An analysis of the poem on the PoetryVerse website called it "A sermon without belief that still feels holy". The analysis then continued: "The poem's central trick is that it builds a religious vocabulary out of garden matter, then insists on a strange contradiction: the bean patch is a church that has 'without belief'."

Geoff Page in a discussion of Murray's best poems for Sydney Review of Books noted that it is "clearly a religious poem. Nine long-lined tercets celebrate human diversity, via an extended metaphor consisting of dozens of smaller metaphors.
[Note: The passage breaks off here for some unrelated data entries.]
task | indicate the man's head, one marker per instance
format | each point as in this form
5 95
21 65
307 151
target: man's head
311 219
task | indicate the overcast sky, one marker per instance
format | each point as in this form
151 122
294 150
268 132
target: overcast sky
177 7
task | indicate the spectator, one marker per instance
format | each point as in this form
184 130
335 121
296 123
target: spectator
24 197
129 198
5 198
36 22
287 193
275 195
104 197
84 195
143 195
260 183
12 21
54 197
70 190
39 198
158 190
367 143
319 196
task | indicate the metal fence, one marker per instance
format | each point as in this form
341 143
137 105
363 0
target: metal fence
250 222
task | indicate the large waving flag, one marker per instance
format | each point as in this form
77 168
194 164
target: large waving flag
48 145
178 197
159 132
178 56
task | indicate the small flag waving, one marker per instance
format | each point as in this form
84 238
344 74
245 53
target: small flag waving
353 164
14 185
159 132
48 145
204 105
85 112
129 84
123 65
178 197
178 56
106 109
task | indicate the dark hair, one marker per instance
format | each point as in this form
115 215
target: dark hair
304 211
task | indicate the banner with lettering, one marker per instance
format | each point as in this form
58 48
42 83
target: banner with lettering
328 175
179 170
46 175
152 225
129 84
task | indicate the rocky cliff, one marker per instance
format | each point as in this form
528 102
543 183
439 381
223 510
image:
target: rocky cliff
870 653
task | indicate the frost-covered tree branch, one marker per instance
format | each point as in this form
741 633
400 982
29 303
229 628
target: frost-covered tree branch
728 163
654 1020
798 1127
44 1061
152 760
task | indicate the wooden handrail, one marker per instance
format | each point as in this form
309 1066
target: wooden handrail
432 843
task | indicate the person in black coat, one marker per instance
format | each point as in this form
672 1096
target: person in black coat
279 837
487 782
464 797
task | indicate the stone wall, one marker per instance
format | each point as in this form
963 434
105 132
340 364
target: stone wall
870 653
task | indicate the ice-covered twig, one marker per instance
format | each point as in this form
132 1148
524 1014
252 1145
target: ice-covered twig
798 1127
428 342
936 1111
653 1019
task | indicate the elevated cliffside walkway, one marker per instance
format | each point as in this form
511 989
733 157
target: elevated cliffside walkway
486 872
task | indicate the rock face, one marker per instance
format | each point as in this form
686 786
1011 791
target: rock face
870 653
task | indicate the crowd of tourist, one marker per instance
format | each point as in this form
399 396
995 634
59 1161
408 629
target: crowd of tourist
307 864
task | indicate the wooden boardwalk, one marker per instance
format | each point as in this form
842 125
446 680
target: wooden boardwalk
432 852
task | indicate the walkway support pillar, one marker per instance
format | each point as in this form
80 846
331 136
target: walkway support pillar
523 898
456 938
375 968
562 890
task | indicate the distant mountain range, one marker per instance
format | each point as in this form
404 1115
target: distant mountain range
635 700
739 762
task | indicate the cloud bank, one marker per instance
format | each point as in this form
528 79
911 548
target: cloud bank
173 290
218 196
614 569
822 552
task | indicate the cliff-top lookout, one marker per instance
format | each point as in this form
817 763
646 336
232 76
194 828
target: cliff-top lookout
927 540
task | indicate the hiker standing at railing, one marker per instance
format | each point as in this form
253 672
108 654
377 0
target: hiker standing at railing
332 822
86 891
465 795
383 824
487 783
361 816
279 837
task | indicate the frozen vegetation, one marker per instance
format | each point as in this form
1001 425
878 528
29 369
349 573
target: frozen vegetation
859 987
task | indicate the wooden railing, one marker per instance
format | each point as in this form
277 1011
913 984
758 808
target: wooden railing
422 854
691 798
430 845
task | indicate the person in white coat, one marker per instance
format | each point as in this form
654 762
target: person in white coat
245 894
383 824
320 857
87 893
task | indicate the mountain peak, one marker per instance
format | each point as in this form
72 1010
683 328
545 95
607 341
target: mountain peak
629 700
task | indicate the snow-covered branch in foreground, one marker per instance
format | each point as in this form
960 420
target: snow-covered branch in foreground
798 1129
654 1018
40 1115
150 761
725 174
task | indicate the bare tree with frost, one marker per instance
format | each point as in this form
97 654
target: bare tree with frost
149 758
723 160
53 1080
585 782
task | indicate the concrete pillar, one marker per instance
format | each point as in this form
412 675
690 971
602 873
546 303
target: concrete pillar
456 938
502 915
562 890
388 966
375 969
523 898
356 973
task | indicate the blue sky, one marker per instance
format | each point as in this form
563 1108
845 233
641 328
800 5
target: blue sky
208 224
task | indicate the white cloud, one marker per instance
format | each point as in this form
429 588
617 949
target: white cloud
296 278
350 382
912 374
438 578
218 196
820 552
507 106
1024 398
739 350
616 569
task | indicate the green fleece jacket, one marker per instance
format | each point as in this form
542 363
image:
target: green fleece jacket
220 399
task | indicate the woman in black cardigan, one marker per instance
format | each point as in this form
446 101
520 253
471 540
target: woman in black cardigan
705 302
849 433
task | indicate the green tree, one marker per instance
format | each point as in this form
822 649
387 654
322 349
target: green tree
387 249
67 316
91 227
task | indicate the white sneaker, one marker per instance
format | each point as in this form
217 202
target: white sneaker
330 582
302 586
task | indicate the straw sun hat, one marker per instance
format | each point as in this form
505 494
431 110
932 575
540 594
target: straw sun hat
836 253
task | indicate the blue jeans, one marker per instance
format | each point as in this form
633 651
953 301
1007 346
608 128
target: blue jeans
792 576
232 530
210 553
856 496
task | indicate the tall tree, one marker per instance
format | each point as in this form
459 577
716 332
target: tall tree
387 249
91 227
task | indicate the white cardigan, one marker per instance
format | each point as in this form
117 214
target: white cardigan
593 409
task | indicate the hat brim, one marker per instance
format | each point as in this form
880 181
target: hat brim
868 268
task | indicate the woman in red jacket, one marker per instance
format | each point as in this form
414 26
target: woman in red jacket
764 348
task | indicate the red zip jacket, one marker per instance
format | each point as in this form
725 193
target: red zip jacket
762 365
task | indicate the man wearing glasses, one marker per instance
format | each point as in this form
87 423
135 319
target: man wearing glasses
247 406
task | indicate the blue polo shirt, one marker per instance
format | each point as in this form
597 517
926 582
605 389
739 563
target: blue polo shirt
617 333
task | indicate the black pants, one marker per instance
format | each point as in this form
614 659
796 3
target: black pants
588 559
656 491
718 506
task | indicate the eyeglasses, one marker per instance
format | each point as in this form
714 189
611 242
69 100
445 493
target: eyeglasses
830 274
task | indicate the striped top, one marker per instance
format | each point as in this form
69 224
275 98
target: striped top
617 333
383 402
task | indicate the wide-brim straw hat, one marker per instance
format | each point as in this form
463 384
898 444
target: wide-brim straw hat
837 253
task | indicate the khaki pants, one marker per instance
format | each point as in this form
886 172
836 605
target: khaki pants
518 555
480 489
In public readings of this poem I have heard its author joke blithely about ‘human beans’ by way of introduction."

Discussing the poem for The Conversation website David McCooey called it a poem of "praise", going on to note that it "fuses the material and spiritual worlds, physical and ethical forms of health, the religious and the secular, the ordinary and the transcendent...As a poem of praise (another form associated with religious discourse), it traffics in an emotion not often found in contemporary poetry: happiness."

==Publishing history==

After its initial publication in The Sydney Morning Herald in 1974 the poem was reprinted as follows:

- Lunch and Counter Lunch by Les Murray, Angus & Robertson, 1974
- Gesture of a Hand edited by David Malouf, Rinehart and Winston, 1975
- Selected Poems : The Vernacular Republic by Les Murray, Angus and Robertson, 1976
- The Vernacular Republic : Poems 1961–1981 by Les Murray, Angus and Robertson, 1982
- The Younger Australian Poets edited by Geoffrey Lehmann and Robert Gray, Hale and Iremonger, 1983
- The Illustrated Treasury of Australian Verse edited by Beatrice Davis, Nelson, 1984
- The Australian Year : The Chronicle of Our Seasons and Celebrations by Les Murray, Angus and Robertson, 1985
- Selected Poems by Les Murray, Carcanet, 1986
- Australian Poetry in the Twentieth Century edited by Robert Gray and Geoffrey Lehmann, Heinemann, 1991
- The Faber Book of Modern Australian Verse edited by Vincent Buckley, Faber, 1991
- The Penguin Book of Modern Australian Poetry edited by John Tranter and Philip Mead, Penguin, 1991
- Collected Poems by Les Murray, Heinemann, 1994
- The Oxford Book of Modern Australian Verse edited by Peter Porter, Oxford University Press, 1996
- Australian Verse : An Oxford Anthology edited by John Leonard, Oxford University Press, 1998
- New Selected Poems by Les Murray, Duffy and Snellgrove, 1998
- New Selected Poems by Les Murray, Farrar Straus and Giroux, 2000
- Learning Human : New Selected Poems by Les Murray, Carcanet, 2001
- Selected Poems by Les Murray, Black Inc., 2007
- The Puncher & Wattmann Anthology of Australian Poetry edited by John Leonard, Puncher & Wattmann, 2009
- Australian Poetry Since 1788 edited by Geoffrey Lehmann and Robert Gray , University of NSW Press, 2011
- The Best 100 Poems of Les Murray by Les Murray, Black Inc., 2012

The poem was also translated into German in 1996.